After Superstorm Sandy forced the shutdown of the ING New York City Marathon in 2012, runners said they were anxious to get back to the starting line this year, but no one expected that a terror attack in another city would be on their minds.
The Boston Marathon bombings in April killed three spectators and injured more than 200 other participants who were near the finish line.
New York marathoners, especially those who were in the Boston race, say not they're not scared to hit the street, and are ready to show the world their resiliency.
"What they did had changed nothing for running for me," said David Parkinson, 28, of midtown, who ran in the Boston marathon and will be taking part in the New York race Sunday. "For folks who live here, this is our marathon."
The New York Road Runners Club will give out blue ribbons to the more than 45,000 participants to show their support for the victims.
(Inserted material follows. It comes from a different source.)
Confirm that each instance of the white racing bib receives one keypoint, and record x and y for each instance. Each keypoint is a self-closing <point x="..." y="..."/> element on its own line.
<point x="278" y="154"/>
Teresa Girolamo, 27, a Brooklyn teacher who also ran the Boston marathon, said the large number of participants is the ultimate show of solidarity.
"Marathoners are the wrong group to attack," she said.
Girolamo, who is running in the New York City Marathon for the first time, said she isn't worried about any potential dangers during the 26.2-mile length.
"There have been a lot more steps and protocols so I have a lot of faith," she said.
For some runners, finishing the race would be a personal victory that's been a year in limbo.
About one-third of this year's participants are rwere registered to run last year, according to the Road Runners. Ellen Wernecke, 29, a former Brooklynite who moved to Chicago over the summer, said she was crushed when the city canceled the race at the eleventh hour last year, not only because it was going to be her first marathon but also because it ruined the months of training she had to endure.
Wernecke, who is an active long-distance runner but hasn't run a full marathon, said there was no question she had to return to the Big Apple to meet her goal.
"It's a world-class race and in the end of the day I didn't want to do my first marathon in any other city," she said.
Racers who are in the race for charitable causes said they too are ready to run. Susan Rappaport, 50, owner of NuYu Revolution fitness center, said she and two other women are running to raise money for Girls on the Run, a nonprofit that helps to build self esteem with young girls, and they want to make sure the charity gets its rewards.
"I think it would be earth shattering for the women who trained with me," she said.